Several years ago, C-SPAN aired a brilliant half-day of discussion about the role of Ernest Hemingway in American history. Hemingway was a reporter, war correspondent and one of America's greatest writers, whose story offers profound insight at a time of epochal economic crisis, joblessness and poverty.
What makes Hemingway so relevant today is how he merged great literary works with personal heroism in world-shaking events, including World War I, the Spanish civil war and World War II.
Hemingway lived during the historical periods known as the American Century and the Greatest Generation. If our past is prologue, the solutions to our crises today are found in reviving the spirit of shared transcendent purpose and individual courage and action that Hemingway and others of his times embodied.

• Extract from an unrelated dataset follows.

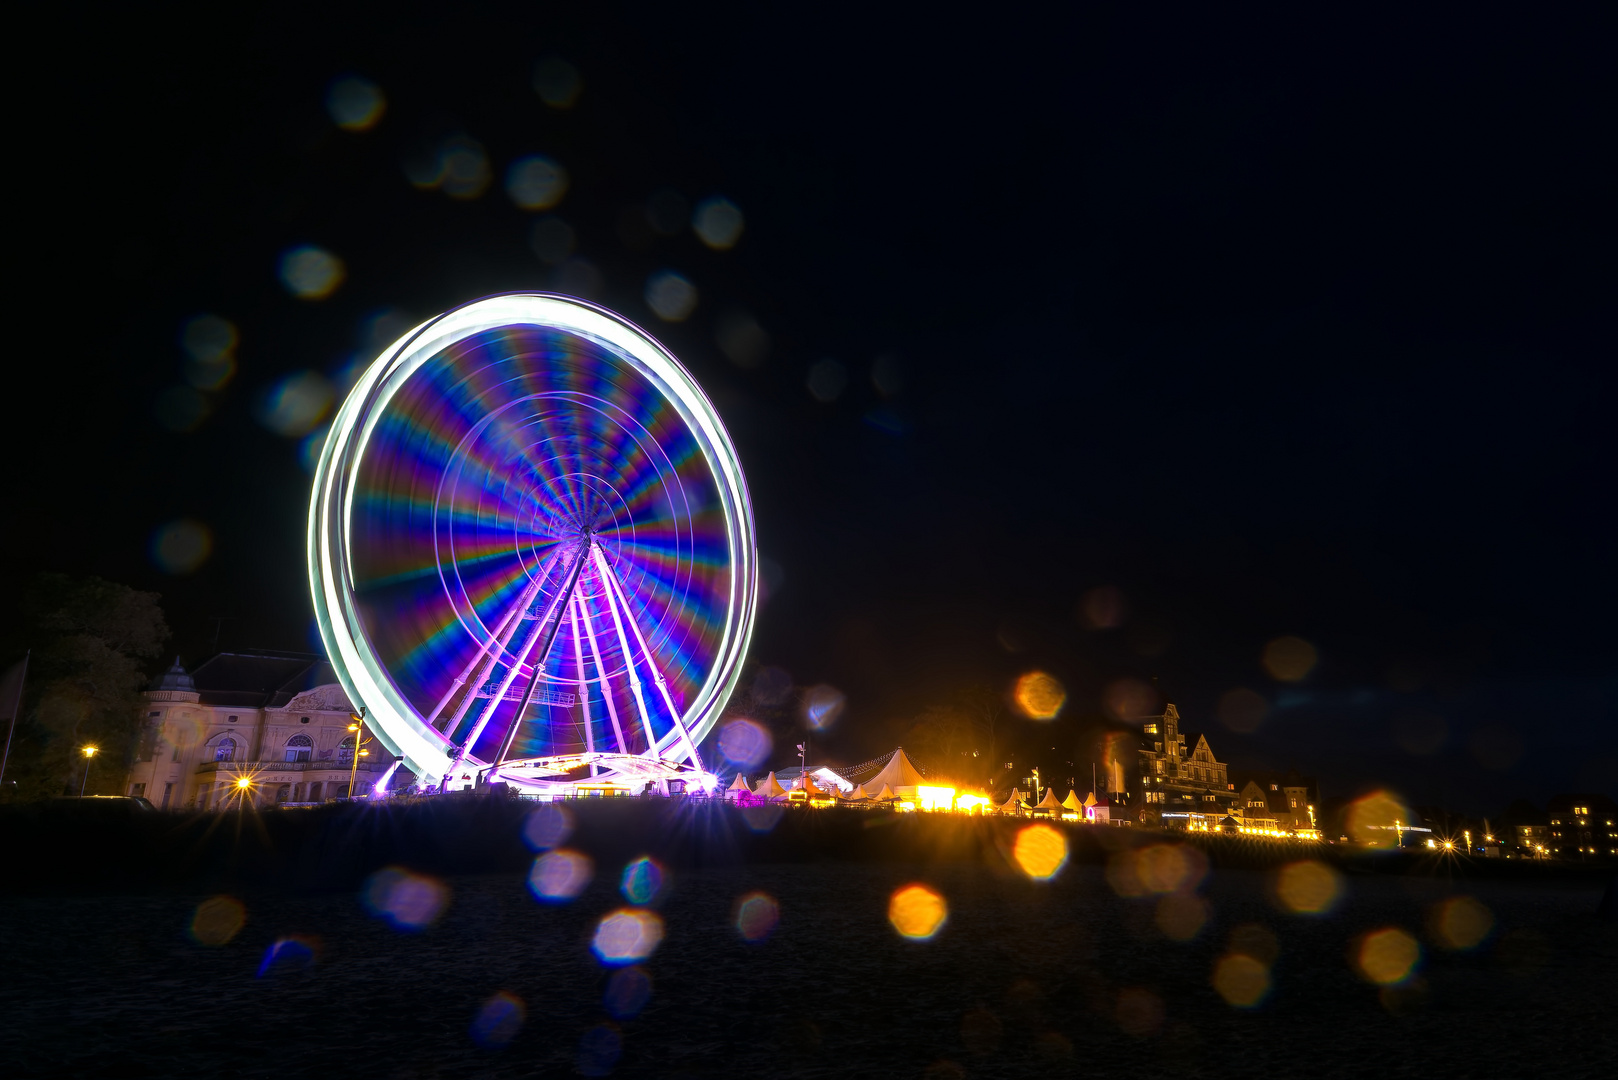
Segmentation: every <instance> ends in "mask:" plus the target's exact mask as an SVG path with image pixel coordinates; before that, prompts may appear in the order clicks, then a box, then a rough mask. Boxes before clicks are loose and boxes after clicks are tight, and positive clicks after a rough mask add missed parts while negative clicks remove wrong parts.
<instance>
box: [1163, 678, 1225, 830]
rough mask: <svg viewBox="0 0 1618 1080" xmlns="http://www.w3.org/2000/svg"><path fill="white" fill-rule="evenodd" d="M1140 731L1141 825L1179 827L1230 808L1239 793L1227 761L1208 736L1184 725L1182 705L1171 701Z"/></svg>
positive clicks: (1216, 818) (1220, 817) (1222, 811)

Hemingway was a hero during World War I, an ambulance driver decorated for valor, which seeded his epic novel A Farewell to Arms. He witnessed the battle between fascism and democracy of the Spanish civil war, which seeded his timeless novel For Whom the Bell Tolls. He was a war correspondent and combatant during World War II, participating in missions for the OSS and the liberation of Paris.
Hemingway at war dramatizes the values of a time when great masses of people believed their destiny was to pursue great aspirations through great acts of personal engagement.

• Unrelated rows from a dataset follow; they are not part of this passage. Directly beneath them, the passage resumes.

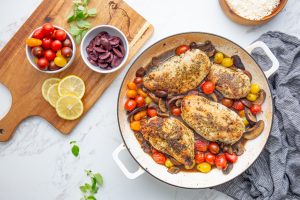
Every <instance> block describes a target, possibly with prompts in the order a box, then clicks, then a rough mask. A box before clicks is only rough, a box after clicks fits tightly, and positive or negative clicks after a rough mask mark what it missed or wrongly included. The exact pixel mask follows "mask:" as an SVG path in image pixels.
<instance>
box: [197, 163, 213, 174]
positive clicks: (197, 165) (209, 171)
mask: <svg viewBox="0 0 300 200" xmlns="http://www.w3.org/2000/svg"><path fill="white" fill-rule="evenodd" d="M197 170H198V171H200V172H202V173H208V172H210V170H211V165H210V164H209V163H207V162H203V163H200V164H198V165H197Z"/></svg>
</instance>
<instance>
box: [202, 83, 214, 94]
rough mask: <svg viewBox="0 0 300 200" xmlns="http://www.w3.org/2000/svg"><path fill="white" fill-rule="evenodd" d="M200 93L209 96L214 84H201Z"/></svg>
mask: <svg viewBox="0 0 300 200" xmlns="http://www.w3.org/2000/svg"><path fill="white" fill-rule="evenodd" d="M201 89H202V91H203V92H204V93H205V94H211V93H213V92H214V90H215V84H214V83H213V82H211V81H205V82H204V83H203V84H202V87H201Z"/></svg>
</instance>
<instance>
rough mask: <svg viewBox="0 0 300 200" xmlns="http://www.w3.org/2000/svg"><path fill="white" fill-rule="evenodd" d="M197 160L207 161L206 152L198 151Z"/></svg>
mask: <svg viewBox="0 0 300 200" xmlns="http://www.w3.org/2000/svg"><path fill="white" fill-rule="evenodd" d="M195 161H196V163H197V164H199V163H202V162H204V161H205V154H204V153H203V152H197V153H196V155H195Z"/></svg>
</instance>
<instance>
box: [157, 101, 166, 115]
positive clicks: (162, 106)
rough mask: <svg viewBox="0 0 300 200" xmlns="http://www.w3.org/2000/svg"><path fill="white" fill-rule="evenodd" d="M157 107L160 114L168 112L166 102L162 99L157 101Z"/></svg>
mask: <svg viewBox="0 0 300 200" xmlns="http://www.w3.org/2000/svg"><path fill="white" fill-rule="evenodd" d="M158 107H159V109H160V110H161V112H163V113H166V112H167V111H168V109H167V105H166V101H165V100H163V99H159V101H158Z"/></svg>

This period began with the popular reformism of Teddy Roosevelt after the corruptions of the Gilded Age. America then became a world power during the First World War. The Greatest Generation won the epic battle against fascism, when taxi drivers and movie stars, teachers and bankers shared sacrifice together for transcendent values and common interests.
While Hemingway battled in Europe, segregated blacks served with valor, presaging the civil-rights movement. Women joined as the backbone of the war effort at home and as nurses in theaters of combat, empowering the movement for equality.

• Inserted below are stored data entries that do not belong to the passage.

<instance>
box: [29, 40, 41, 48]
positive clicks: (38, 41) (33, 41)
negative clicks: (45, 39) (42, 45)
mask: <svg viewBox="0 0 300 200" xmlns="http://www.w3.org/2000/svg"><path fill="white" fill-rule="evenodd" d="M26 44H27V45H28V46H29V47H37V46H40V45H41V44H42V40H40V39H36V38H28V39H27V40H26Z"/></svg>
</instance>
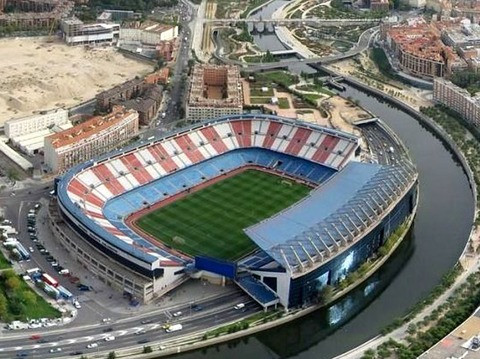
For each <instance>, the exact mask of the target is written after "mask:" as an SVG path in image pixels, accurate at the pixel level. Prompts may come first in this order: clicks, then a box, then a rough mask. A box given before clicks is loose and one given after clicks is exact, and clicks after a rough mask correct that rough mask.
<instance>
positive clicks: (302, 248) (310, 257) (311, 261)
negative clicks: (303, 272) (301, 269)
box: [297, 241, 315, 266]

In our age, by contrast, troops who represent 1 percent of the nation bear the burdens of war; 1 percent of the nation reaps vast, disproportionate wealth; nearly 20 percent of the nation endures the pain of joblessness; and 46 million people endure an American tragedy of poverty.
The American Century advanced with John F. Kennedy and the younger generation within the Greatest Generation. Kennedy used family influence not to avoid combat but to join it. His presidency remains alive today, inspiring countless people, young and old, five decades later.
This spirit is embodied by those Tom Wolfe brilliantly called the Right Stuff astronauts -- average Americans who became legendary symbols of the American idea through acts of indescribable courage.
In important ways, Kennedy's Camelot was real. JFK inspired Americans to come to Washington to make America better, not to make a fast buck through revolving doors. He inspired people throughout the world to think big, act bravely and give themselves to a higher purpose.
Similarly, I would credit Ronald (and Nancy) Reagan for the part of his presidency that contributed mightily to reversing the nuclear arms race and leading to the fall of the Berlin Wall.
This spirit remains alive, from the noble patriotism of countless Americans to the dreams of young people who march for their Arab Spring in Tahrir Square.
But this spirit is largely dead in the high councils of political and financial power. Both are widely reviled by our people. Reviving this spirit would be the great source of our solutions and should be the great issue in 2012.
President Obama recently told an audience: "Stop complaining. Stop grumbling. Stop crying." These words by the president would have been profound if addressed to an audience of CEOs who enjoy enormous wealth and lead firms with enormous profits while they hoard trillions of dollars they refuse to spend or lend.
Instead, the president addressed these words to voices for the most crushed constituency in one of the most unfair economies in the history of capitalism. This attitude is the source of the president's problem and the nation's crises.
When I write of "Hemingway at war," I refer to an American idea and spirit, and a universal idea and spirit. We can read about the carnage of war in A Farewell to Arms, and the power of great aspirations in For Whom the Bell Tolls, and consider what each of us can do in our times by remembering what Ernest Hemingway and so many others did in theirs.